Этот случай дал мне возможность убедиться, насколько, даже при ограниченном уме, глубокое знание хотя бы одного предмета важней для правильного суждения о нем, чем самая широкая осведомленность в науках, без специального изучения той, о которой идет речь. Единственное веское возражение против моей системы было сделано Рамо{180}. Не успел я объяснить ее, как он увидел ее слабую сторону. «Ваши знаки, – сказал он мне, – очень хороши тем, что просто и ясно выражают долготы, отчетливо отмечают интервалы и всегда показывают простое в удвоенном, – все то, чего не делает обычный нотный знак; но они плохи тем, что требуют умственного усилия, которое не всегда может поспевать за исполнением. Значение обычных нотных знаков, – продолжал он, – мы схватываем глазом без помощи этого усилия. Если две ноты, одна очень высокая, другая очень низкая, соединены группой промежуточных, я с первого взгляда вижу переход от одной к другой в виде смежных ступеней, а у вас, чтобы удостовериться в этом переходе, я вынужден разбирать каждую цифру одну за другой: один взгляд ничего не может дать». Это возражение показалось мне неопровержимым, и я тотчас же согласился; как оно ни было просто и очевидно, только долгая практика в искусстве могла подсказать его, и неудивительно, что оно не пришло в голову ни одному академику; право, все эти великие ученые, которые столько знают, в сущности знают так мало, что каждый из них должен был бы судить только о своем ремесле.
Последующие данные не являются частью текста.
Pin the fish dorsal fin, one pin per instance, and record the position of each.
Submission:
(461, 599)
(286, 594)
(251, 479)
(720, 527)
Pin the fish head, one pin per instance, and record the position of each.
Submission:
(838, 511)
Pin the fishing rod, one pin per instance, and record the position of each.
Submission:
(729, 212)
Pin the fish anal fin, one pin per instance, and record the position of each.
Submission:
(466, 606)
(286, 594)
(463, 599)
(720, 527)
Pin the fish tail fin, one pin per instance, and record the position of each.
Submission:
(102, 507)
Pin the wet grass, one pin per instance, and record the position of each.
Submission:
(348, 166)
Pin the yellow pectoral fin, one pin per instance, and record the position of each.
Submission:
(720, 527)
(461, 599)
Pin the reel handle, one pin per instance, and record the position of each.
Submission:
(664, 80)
Благодаря частым моим посещениям членов комиссии и других академиков я завязал знакомство со всем, что было в Париже выдающегося в литературе; и впоследствии, когда я вдруг оказался внесенным в список этих имен, меня уже знали. Но в то время, сосредоточившись на своей музыкальной системе, я упорствовал в желании произвести революцию в музыке и сделаться таким путем знаменитостью, что в изящных искусствах всегда соединяется в Париже с богатством. Я заперся у себя в комнате и работал два или три месяца с неописуемым рвением над переплавкой прочтенного мной в Академии доклада в сочинение, предназначенное для публики. Затруднение было в том, чтобы найти издателя, который захотел бы взять мою рукопись: ведь для нее необходимо было произвести некоторый расход на новые печатные знаки, а издатели не кидают своих экю ради начинающих авторов; я же считал вполне справедливым, чтобы мое сочинение вернуло мне хлеб, съеденный мной во время работы над ним.
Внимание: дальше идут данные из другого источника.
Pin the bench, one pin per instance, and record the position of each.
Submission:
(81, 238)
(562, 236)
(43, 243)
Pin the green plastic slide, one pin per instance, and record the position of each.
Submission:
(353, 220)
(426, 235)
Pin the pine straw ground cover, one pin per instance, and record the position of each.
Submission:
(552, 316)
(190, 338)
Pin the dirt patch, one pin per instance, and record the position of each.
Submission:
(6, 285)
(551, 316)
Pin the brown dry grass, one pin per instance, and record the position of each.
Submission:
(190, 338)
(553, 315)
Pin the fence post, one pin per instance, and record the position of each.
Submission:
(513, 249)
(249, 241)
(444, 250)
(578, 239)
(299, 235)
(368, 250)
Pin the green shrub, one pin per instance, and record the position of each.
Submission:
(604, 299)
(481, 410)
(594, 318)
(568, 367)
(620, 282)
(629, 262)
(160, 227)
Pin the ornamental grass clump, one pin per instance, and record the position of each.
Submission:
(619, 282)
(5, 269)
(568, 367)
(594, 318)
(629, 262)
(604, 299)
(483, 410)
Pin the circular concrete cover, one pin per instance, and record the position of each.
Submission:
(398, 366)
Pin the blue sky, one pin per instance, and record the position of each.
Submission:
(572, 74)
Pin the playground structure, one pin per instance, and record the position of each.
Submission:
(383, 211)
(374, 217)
Бонфон разыскал мне Кийо-отца, который заключил со мной договор на условии равного участия в прибыли, но плату за право публикования я должен был внести сам. Этот Кийо повел дело так, что я остался при одном этом расходе и не выручил ни лиара от издания, получившего, по-видимому, слабое распространение, хотя аббат Дефонтен{181} и обещал мне продвинуть его, а другие журналисты отозвались о нем довольно хорошо.
Величайшим препятствием к испытанию моей системы было опасение, что, если она не будет допущена, время, потраченное на ее изучение, пропадет даром. На это я возражал, что применение моей записи сообщает такую ясность мысли, что даже при разучивании музыки в обычных знаках все-таки получится выигрыш во времени, если начнут обучение с моей системы. Чтобы доказать это на опыте, я выучил музыке молодую американку, мадемуазель Дерулен, с которой познакомил меня г-н Роген. Через три месяца она была в состоянии разобрать любой музыкальный отрывок в моей записи и даже пропеть с листа свободней, чем я сам, всякую арию, не отличающуюся особыми трудностями. Это был успех ошеломляющий, но оставшийся неизвестным.
Другой на моем месте заставил бы газеты шуметь о нем; но, имея некоторый талант к полезным изобретениям, я никогда не имел таланта к их продвижению.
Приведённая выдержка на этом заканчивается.